Though she enjoyed acting, her focus remained on singing. Most of her hits were produced by Lee Hazlewood, and from 1966 through 1967 she scored many hit singles, including "How Does That Grab You, Darlin?" (No. 7) and "Sugar Town" (No. 4). She also recorded the theme song to the James Bond film You Only Live Twice, and had a No. 1 hit record with her father, titled "Somethin' Stupid." Other popular songs included duets she recorded with Hazlewood, including "Sand," "Summer Wine" and "Some Velvet Morning."
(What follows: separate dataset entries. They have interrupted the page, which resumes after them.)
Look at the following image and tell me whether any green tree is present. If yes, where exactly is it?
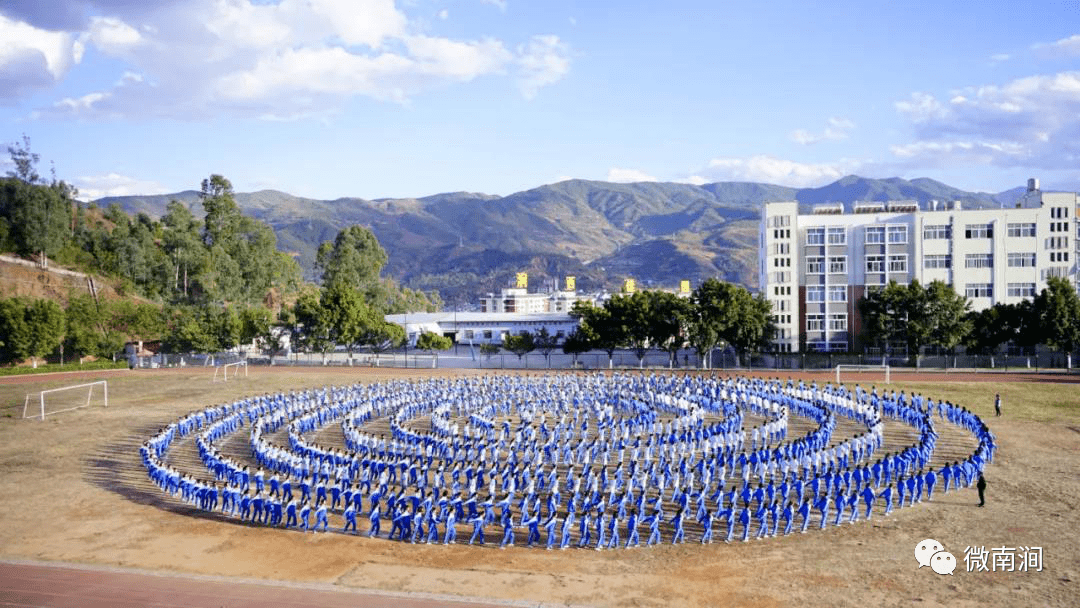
[315,226,387,289]
[532,327,558,367]
[416,332,454,367]
[858,281,908,353]
[724,287,775,365]
[163,306,220,353]
[604,292,656,367]
[963,302,1015,355]
[649,292,693,367]
[570,296,630,368]
[502,332,537,365]
[322,283,372,365]
[240,306,273,344]
[480,342,499,367]
[0,298,33,363]
[26,299,66,367]
[563,326,593,367]
[293,289,333,365]
[1034,276,1080,367]
[161,201,210,302]
[364,317,405,366]
[924,281,972,367]
[64,294,105,357]
[688,279,739,368]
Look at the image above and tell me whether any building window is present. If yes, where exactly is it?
[1007,254,1035,268]
[1007,222,1035,237]
[963,224,994,239]
[922,224,953,240]
[1009,283,1035,298]
[922,255,953,268]
[828,312,848,332]
[1045,237,1069,249]
[889,226,907,243]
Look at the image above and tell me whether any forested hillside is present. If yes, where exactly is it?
[0,138,440,362]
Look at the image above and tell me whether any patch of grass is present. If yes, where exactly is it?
[0,361,127,376]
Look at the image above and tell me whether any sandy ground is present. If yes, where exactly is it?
[0,368,1080,608]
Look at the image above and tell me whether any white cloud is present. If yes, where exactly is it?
[791,118,855,146]
[0,14,81,100]
[607,167,657,184]
[1031,33,1080,57]
[891,71,1080,170]
[895,93,944,123]
[517,35,570,99]
[80,17,143,55]
[12,0,570,119]
[53,93,109,111]
[405,36,513,81]
[699,154,861,188]
[675,175,708,186]
[72,173,168,201]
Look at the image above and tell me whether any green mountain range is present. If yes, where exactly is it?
[95,176,1024,307]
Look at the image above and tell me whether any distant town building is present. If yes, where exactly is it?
[386,312,578,347]
[758,179,1080,352]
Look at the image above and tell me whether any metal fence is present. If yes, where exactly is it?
[137,344,1080,371]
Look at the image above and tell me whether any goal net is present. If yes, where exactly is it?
[836,364,891,384]
[23,380,109,420]
[214,361,247,382]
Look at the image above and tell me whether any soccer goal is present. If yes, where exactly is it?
[836,364,891,384]
[214,361,247,382]
[23,380,109,420]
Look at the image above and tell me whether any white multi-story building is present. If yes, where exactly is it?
[758,179,1080,352]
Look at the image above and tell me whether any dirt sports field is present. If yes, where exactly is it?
[0,368,1080,608]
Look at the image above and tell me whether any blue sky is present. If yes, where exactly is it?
[0,0,1080,199]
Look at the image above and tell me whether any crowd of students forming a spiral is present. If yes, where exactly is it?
[141,373,995,550]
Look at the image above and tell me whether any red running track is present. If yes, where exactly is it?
[0,563,535,608]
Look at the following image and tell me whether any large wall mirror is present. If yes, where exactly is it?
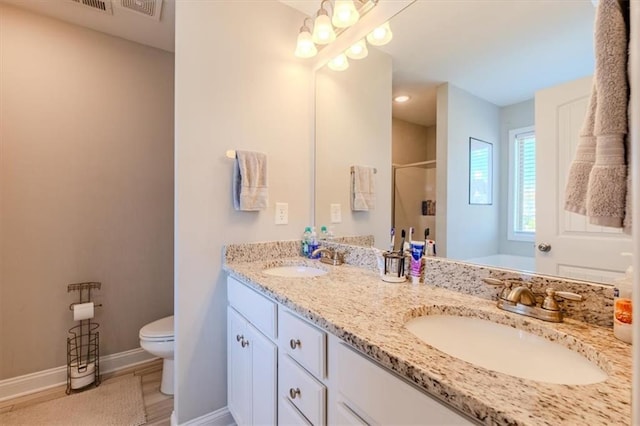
[315,0,631,282]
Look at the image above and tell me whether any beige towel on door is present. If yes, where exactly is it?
[232,151,268,211]
[565,0,630,228]
[351,166,376,211]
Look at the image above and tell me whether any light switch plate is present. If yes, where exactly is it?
[276,203,289,225]
[331,204,342,223]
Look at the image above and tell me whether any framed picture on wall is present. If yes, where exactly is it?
[469,138,493,204]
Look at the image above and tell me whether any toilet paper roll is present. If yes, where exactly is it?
[73,302,93,321]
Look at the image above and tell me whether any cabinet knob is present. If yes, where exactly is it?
[289,388,300,399]
[538,243,551,253]
[289,339,300,349]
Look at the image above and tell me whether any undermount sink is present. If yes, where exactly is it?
[262,265,327,278]
[405,315,607,385]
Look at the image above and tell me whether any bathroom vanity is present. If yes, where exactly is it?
[225,241,631,425]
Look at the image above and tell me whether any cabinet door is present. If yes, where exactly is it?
[227,307,253,425]
[247,324,278,425]
[330,343,474,426]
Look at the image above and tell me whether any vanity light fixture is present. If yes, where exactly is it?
[344,39,369,59]
[311,0,336,44]
[393,95,411,104]
[331,0,360,28]
[294,18,318,58]
[327,53,349,71]
[367,21,393,46]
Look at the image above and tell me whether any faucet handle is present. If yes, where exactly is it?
[482,278,513,300]
[482,278,506,286]
[542,287,584,311]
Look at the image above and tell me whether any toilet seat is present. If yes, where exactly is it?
[139,315,175,342]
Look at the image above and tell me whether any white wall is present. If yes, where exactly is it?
[175,1,313,423]
[0,3,174,379]
[436,83,501,259]
[498,99,535,257]
[392,118,437,240]
[315,49,392,247]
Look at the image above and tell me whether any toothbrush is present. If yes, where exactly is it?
[389,228,396,252]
Sinatra's popularity and looks made her a favorite pinup for GIs during the Vietnam War. Nancy in turn supported the troops by performing for them overseas.
In the 1970s she continued to record songs, but pulled out of the spotlight to raise her family. In addition to singing, Sinatra wrote two books about her famous father: Frank Sinatra, My Father (1985) and Frank Sinatra: An American Legend (1998).
In 1995 the 54-year-old Sinatra sought a comeback, recording her One More Time album, touring and posing in a Playboy pictorial.
In 2003 Sinatra partnered with Hazlewood to record the album Nancy & Lee 3, in which was released only outside of the United States. The next year the disc Nancy Sinatra debuted.
For her accomplished decades-long career, Sinatra received a star on the Hollywood Walk of Fame in 2006. The following year, she launched a weekly three-hour Sirius Satellite Radio show, Nancy for Frank, and hosted Siriusly Sinatra.
She released a digital-only project called Cherry Smiles—The Rare Singles in 2009, and today continues to record and collaborate on music projects.
Sinatra married teen singing idol Tommy Sands in 1960, and they divorced just a few years later. In 1970 she married Hugh Lambert and briefly stepped out of the spotlight to raise her two daughters. Lambert died from cancer in 1985.
During the Vietnam War Sinatra supported the troops, something she continued to do over the decades. In 2006 the USO of Chicago honored her with the Heart of a Patriot Award, and the following year the Vietnam Veterans of America presented her with their President’s Award for Excellence in the Arts.
Sinatra actively manages the family website www.sinatrafamily.com, which was created for fans interested in discussion about Frank Sinatra, Nancy Sinatra Sr., Nancy Sinatra, Frank Sinatra Jr., Tina Sinatra and more.